Toxicology and the Benadryl Challenge
In this webinar, CareerCert and University of Texas Southwestern explore the “Benadryl Challenge.” This social media stunt created an uproar and resulted in medical emergencies not often seen. The team of expert panelists will explore this condition, the toxidrome that results, and the critical actions EMS must institute to assist these patients.
About the Presenters
Megan Dahmer completed her paramedic training at UT Southwestern in 2015 and is currently licensed through the Texas Department of Health as a paramedic. She then pursued a bachelor’s in nursing at Texas A&M Commerce, graduating in 2016. Megan currently works in the ER at Parkland Hospital as an RN II. Megan and her husband are the proud parents of two boys.
Dr. Paul Rosenberger has over 30 years of EMS experience, with over 20 years of adult education instruction. He has performed ground and flight paramedic duties and leadership in town administration during his service. He has served as a faculty member and assistant program director for UT Southwestern. Currently, Dr. Rosenberger is the associate director of the EMS continuing education program at UT Southwestern and an adjunct faculty member for the Emergency Services Administration BAAS program at the University North Texas – Dallas. He is also the co-chair for the National EMS Education Standards Developmental/Revision Team.
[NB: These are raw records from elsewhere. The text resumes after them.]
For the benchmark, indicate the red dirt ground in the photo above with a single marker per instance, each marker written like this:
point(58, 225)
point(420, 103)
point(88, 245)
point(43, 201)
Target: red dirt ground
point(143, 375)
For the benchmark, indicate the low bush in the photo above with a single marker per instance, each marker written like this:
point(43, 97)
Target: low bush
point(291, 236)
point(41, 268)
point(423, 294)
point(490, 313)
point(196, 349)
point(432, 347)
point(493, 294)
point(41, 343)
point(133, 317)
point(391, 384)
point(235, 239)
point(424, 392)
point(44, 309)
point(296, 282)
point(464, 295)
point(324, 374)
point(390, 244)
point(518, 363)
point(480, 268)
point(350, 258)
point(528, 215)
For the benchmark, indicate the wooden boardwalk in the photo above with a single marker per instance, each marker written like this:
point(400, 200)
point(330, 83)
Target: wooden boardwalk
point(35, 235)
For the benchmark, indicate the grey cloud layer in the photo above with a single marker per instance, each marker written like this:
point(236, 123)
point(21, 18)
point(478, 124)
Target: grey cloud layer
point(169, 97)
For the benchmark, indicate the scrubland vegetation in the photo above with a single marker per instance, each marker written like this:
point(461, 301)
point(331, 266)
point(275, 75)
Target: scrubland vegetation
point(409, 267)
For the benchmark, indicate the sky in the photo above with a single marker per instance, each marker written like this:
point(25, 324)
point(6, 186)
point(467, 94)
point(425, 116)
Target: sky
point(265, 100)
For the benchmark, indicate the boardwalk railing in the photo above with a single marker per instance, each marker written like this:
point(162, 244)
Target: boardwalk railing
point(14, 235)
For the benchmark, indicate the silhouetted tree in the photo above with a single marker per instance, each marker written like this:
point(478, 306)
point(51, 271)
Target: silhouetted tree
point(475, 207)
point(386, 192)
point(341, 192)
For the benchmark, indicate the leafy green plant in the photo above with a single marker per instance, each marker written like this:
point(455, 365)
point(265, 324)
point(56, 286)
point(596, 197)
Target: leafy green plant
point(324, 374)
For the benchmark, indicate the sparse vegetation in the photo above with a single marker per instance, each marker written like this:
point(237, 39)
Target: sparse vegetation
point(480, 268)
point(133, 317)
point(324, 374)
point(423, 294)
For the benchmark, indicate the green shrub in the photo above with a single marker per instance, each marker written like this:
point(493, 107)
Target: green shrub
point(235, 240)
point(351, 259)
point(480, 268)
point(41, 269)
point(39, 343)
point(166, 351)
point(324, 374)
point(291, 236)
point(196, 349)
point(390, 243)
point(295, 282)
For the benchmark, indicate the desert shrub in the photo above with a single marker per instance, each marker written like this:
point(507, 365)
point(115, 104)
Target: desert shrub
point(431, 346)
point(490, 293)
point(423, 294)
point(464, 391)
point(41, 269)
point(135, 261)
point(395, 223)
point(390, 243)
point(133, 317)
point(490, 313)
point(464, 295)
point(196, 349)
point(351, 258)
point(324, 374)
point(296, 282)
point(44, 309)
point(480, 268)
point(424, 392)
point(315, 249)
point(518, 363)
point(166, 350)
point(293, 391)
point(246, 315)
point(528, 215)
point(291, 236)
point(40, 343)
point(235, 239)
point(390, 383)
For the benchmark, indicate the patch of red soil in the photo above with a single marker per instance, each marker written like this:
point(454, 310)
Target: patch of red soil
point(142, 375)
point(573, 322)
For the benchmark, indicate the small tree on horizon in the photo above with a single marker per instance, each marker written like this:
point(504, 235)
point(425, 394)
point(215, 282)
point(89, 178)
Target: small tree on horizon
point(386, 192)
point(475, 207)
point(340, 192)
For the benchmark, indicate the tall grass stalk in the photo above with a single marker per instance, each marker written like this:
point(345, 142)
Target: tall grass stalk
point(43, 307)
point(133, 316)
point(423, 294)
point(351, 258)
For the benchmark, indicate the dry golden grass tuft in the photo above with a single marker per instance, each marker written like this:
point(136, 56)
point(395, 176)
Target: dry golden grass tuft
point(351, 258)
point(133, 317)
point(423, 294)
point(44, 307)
Dr. Gil Salazar is an associate professor of Emergency Medicine at UT Southwestern. He serves as the medical director of EMS education and oversees both initial and continuing education of area EMS professionals. He practices clinically at Parkland Hospital Emergency Department. Dr. Salazar is dually board-certified in Emergency Medicine and EMS and serves as core faculty for the Emergency Medicine Residency and the EMS Fellowship programs of UT Southwestern Medical Center. He is the creator of Campus Emergency Preparedness and Survival Training (Campus EPAST)SM. His main goal is to improve the quality of education in the management of natural and human-made disasters.
Virginia Smith is a licensed paramedic for Cypress Creek EMS in Spring, Texas, which utilizes aggressive emergency protocols, including whole blood in the field. She is currently completing training to serve as the in-charge paramedic position in ambulance teams responding to 911 calls. Virginia received her bachelor’s in biology from Texas A&M and her master’s in biomedical sciences from the University of Incarnate Word School of Osteopathic Medicine. Virginia is a medical school applicant and hopes to be accepted and start medical school fall of 2021. Virginia’s training has included medical care in wilderness settings and rural poverty in Latin America where medical resources are limited.
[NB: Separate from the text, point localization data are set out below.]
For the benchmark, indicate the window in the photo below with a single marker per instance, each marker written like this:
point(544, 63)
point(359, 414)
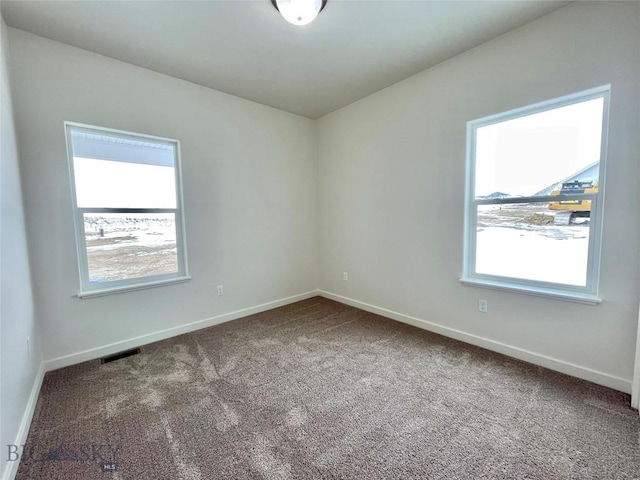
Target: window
point(127, 201)
point(535, 185)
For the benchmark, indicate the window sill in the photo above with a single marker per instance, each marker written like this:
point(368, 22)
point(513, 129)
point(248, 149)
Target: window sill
point(129, 288)
point(535, 291)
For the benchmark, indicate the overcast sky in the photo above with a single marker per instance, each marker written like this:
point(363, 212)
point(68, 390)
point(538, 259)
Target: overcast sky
point(524, 155)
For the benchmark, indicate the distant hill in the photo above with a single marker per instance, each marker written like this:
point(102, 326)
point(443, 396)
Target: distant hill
point(494, 195)
point(587, 174)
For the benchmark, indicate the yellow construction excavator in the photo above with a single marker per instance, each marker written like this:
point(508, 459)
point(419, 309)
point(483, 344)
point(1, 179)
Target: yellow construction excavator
point(568, 210)
point(584, 181)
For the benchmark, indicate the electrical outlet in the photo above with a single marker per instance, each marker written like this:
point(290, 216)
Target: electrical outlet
point(483, 305)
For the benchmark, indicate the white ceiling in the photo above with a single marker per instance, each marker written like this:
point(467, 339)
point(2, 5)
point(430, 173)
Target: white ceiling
point(244, 47)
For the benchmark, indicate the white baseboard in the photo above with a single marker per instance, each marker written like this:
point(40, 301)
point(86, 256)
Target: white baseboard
point(11, 468)
point(616, 383)
point(99, 352)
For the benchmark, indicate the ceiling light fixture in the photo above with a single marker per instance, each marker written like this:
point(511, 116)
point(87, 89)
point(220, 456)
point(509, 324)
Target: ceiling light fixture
point(299, 12)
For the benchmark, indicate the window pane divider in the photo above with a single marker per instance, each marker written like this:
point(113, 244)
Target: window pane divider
point(126, 210)
point(545, 199)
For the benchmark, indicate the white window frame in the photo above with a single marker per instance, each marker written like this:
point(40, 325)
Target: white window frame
point(116, 286)
point(587, 294)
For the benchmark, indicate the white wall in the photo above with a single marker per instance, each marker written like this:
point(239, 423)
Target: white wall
point(249, 188)
point(391, 187)
point(19, 369)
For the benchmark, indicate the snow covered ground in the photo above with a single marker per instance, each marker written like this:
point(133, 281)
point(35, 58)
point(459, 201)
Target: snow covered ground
point(511, 243)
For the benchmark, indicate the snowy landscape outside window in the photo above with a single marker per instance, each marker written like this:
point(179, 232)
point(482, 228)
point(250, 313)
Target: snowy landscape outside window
point(535, 184)
point(128, 209)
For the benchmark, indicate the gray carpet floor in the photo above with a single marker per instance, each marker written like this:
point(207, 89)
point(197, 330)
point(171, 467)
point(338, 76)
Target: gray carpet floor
point(321, 390)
Chris Thompson has worked in the EMS industry for more than 25 years. He started working full-time in 1993 and became a licensed paramedic in 1995. He received his BAAS from the University of North Texas and has worked as an EMS educator since 2010, serving as the director of EMS education at El Centro College for 4 years and as faculty at the University of Texas Southwestern Medical Center. In addition, Chris has worked part-time for BioTel Medical Control since 1998. Chris is passionate about innovative EMS education that builds field readiness.